The state of China in 1958, from Wild Swans by Jung Chang
It was horrible, yet instructive, to read about an entire society gone mad in twentieth century China and about how slowly and subtly a utopian ideal can become a nightmare, especially with a power-hungry madman in charge. It happened in Russia with Stalin, in Cuba with Castro, in Venezuela with Hugo Chavez and Maduro, and in China with Mao. From 1958 to 1962, Mao’s Great Leap Forward policy led to the deaths of up to 45 million people in a famine that starved people throughout China. The Cultural Revolution that followed in the late 1960’s killed somewhere between 500,000 and two million people. The number of people who didn’t die but suffered great injury and trauma under Mao’s Communist rule is literally incalculable. Jung Chang’s Wild Swans brings the story of this historic horror down to an understandable but terrible story of one family. The book shows how the first generation suffered in the political corruption and prejudice against women that characterized Chinese culture before Communism, how the second generation came to idolize Mao as the embodiment of their dreams of a socialist paradise, and how Jung Chang herself and her siblings, the third generation, paid the price for their own and their parents’ mistaken ideals.
I think everyone should read this book or another book that shows the true story of what can happen in an authoritarian society run by a charismatic but evil ruler. “Mao hoped his movement would make China the pinnacle of the socialist universe and turn him into ‘the man who leads planet Earth into communism.'” Instead, he became the bloodiest dictator the world has yet known.

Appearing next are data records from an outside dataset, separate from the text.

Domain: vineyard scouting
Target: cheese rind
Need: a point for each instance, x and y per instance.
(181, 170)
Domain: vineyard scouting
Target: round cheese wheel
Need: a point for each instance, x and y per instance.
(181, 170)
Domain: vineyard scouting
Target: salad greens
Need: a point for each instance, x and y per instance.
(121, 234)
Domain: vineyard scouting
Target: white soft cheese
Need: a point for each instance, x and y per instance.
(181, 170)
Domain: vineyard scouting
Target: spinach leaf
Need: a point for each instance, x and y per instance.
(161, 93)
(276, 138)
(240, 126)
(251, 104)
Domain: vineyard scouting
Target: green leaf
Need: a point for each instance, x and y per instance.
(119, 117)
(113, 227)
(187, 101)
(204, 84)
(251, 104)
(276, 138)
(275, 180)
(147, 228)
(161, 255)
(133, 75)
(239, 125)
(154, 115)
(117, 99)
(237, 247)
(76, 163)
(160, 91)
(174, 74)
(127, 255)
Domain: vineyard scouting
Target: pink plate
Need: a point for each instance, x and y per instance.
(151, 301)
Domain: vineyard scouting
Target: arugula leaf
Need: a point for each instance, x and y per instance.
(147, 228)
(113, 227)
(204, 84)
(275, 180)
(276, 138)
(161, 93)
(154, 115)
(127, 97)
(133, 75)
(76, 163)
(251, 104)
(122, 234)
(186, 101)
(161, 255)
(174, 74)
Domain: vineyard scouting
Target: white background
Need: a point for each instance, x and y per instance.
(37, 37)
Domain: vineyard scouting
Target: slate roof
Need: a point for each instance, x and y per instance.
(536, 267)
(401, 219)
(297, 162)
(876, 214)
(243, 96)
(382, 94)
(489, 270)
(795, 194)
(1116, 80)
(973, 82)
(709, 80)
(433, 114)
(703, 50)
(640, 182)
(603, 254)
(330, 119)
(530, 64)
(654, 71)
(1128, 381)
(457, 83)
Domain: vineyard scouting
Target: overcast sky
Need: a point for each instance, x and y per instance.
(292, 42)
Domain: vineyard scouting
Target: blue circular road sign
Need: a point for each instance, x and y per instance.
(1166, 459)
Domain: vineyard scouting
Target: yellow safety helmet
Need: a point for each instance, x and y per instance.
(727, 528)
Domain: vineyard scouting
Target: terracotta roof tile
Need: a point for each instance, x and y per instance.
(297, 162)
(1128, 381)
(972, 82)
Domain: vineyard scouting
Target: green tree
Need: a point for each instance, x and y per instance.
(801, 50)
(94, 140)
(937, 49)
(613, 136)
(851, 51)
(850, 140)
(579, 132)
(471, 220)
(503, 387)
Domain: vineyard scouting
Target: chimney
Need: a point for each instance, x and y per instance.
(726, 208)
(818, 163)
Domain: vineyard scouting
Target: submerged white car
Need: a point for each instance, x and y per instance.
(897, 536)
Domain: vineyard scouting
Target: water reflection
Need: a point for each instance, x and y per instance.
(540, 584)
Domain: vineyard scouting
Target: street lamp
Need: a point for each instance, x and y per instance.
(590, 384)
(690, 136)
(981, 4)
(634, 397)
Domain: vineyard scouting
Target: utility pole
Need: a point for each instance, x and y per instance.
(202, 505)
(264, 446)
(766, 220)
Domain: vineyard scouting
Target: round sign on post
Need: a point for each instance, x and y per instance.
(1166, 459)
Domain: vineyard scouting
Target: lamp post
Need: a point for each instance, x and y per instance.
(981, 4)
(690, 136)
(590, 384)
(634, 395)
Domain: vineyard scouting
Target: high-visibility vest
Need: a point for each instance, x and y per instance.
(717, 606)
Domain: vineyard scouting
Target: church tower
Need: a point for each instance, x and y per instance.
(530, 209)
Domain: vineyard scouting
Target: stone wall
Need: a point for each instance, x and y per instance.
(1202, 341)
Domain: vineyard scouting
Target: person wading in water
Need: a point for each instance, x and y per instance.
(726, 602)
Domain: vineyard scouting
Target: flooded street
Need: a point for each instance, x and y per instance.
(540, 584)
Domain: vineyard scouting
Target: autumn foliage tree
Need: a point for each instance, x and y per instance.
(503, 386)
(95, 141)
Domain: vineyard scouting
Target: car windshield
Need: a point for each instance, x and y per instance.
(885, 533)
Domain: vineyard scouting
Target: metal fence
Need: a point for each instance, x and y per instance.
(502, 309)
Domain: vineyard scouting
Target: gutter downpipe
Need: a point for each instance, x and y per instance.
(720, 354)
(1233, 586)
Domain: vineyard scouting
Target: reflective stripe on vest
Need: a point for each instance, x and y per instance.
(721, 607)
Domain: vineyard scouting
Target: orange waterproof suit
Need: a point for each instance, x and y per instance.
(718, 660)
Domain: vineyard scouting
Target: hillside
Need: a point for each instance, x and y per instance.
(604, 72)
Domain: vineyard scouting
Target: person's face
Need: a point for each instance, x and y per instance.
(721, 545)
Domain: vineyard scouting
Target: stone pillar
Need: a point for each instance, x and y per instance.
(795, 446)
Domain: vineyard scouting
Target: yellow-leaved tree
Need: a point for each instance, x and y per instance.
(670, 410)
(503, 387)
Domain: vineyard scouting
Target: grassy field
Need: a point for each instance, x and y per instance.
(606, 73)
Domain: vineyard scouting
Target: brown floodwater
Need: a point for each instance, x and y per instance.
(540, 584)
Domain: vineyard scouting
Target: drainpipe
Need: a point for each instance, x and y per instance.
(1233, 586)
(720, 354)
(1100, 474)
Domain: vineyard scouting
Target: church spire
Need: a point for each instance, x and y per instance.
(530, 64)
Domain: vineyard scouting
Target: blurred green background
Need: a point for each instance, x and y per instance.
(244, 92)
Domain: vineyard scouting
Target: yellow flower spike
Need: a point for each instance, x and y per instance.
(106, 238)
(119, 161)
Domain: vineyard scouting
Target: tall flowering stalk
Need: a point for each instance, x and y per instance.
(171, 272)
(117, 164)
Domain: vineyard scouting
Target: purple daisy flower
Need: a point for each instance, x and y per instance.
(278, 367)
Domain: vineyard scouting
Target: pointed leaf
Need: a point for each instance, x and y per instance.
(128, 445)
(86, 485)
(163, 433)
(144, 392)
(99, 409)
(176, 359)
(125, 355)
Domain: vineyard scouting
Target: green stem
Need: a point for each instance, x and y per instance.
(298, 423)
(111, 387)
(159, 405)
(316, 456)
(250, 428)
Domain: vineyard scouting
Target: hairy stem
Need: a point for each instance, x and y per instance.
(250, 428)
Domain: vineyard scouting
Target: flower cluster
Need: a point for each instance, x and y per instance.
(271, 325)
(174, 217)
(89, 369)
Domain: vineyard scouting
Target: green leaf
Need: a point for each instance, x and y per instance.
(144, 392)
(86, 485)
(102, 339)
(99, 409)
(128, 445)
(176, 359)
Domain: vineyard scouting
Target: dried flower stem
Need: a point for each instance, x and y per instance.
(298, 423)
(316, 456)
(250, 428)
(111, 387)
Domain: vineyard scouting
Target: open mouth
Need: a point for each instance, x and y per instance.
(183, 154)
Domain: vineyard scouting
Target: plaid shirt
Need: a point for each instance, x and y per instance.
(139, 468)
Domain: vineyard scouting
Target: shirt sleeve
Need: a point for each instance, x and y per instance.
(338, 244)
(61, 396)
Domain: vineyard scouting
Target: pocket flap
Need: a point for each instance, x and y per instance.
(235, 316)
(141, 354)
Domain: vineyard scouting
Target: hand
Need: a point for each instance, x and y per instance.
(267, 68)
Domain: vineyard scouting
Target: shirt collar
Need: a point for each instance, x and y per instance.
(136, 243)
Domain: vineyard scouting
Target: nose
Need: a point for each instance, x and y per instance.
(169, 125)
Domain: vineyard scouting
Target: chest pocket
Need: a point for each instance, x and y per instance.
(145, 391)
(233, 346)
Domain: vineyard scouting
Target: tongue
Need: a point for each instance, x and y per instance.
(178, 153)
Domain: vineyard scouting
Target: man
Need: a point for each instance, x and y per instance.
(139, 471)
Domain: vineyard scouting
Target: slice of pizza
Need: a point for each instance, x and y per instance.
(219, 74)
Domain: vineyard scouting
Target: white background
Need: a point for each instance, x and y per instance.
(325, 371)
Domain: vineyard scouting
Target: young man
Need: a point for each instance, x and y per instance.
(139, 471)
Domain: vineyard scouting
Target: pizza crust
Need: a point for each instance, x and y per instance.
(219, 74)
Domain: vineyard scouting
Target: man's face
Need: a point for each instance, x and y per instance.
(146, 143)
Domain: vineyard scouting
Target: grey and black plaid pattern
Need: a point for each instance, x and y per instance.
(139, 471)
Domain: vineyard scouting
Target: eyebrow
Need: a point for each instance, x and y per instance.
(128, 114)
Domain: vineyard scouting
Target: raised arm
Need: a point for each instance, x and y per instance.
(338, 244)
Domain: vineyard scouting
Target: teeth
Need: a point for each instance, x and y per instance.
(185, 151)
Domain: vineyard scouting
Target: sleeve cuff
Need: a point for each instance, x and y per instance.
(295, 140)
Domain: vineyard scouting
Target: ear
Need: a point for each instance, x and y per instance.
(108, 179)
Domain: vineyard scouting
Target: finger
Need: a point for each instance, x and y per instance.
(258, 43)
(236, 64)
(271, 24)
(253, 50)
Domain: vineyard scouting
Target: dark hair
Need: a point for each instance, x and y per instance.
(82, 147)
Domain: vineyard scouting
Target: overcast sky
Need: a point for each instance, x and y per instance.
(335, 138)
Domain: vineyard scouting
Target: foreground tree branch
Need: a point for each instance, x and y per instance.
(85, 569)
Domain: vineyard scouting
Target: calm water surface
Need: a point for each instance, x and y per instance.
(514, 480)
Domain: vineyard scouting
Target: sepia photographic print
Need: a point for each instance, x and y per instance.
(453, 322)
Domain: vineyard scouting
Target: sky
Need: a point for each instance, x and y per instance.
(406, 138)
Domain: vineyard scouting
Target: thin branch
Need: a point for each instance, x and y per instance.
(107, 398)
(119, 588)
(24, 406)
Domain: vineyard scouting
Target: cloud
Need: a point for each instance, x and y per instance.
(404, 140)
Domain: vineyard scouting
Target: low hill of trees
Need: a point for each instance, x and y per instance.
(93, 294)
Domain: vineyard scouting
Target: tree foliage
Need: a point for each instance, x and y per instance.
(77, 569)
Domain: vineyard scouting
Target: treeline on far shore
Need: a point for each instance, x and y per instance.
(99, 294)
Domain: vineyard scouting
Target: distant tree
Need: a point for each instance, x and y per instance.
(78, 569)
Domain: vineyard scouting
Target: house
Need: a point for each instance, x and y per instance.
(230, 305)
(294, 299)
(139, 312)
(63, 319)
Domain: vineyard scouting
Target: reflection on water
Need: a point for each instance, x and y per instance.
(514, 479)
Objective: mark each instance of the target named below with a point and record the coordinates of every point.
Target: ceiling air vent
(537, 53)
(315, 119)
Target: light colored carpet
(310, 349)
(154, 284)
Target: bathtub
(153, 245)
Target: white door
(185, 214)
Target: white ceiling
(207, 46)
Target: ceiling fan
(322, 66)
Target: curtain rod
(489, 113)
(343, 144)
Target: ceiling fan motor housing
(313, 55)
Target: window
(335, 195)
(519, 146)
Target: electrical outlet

Some other accounts of twentieth century China, the Great Leap Forward, the Cultural Revolution, and the aftermath of the late twentieth century.
- Red Scarf Girl by Ji-li Jiang. Middle school/high school account of the experiences of one girl, twelve years old when the Cultural Revolution began.
- China’s Long March by Jean Fritz. Describes the events of the 6,000 mile march undertaken by Mao Zedong and his Communist followers as they retreated before the forces of Chiang Kai-shek.
- Blood Letters: The Untold Story of Lin Zhao, a Martyr in Mao’s China by Lian Xi. Not the best written book, and definitely for adults. The title pretty much sums up this harrowing and true story of a Catholic girl martyr.
- Sparrow Girl by Sara Pennypacker. This picture book manages to tell about the backward disaster that Mao’s Great Leap Forward precipitated without being unnecessarily traumatic for young readers. Based on real events in China, when Chairman Mao ordered the people to kill all of the sparrows because they were annoying and stealing too many seeds.
- Revolution Is Not a Dinner Party by Ling Chang Compestine. Nine year old Ling, the daughter of two doctors, struggles to make sense of the Cultural Revolution. Young adult to adults.
- Little Leap Forward: A Boy in Beijing by Guo Yue. In Communist China in 1966, eight-year-old Leap Forward learns about freedom while flying kites with his best friend, by trying to get a caged wild bird to sing, and through the music he is learning to play on a bamboo flute. A gentle introduction to this difficult period of history for younger children.
I’ve not read any of the mostly adult books on these lists, but I’m interested in pursuing at least some of them.
The best books on the Cultural Revolution.
I read Wild Swans last January and agree: it is instructive and informative — and the horror through which she and her family lived.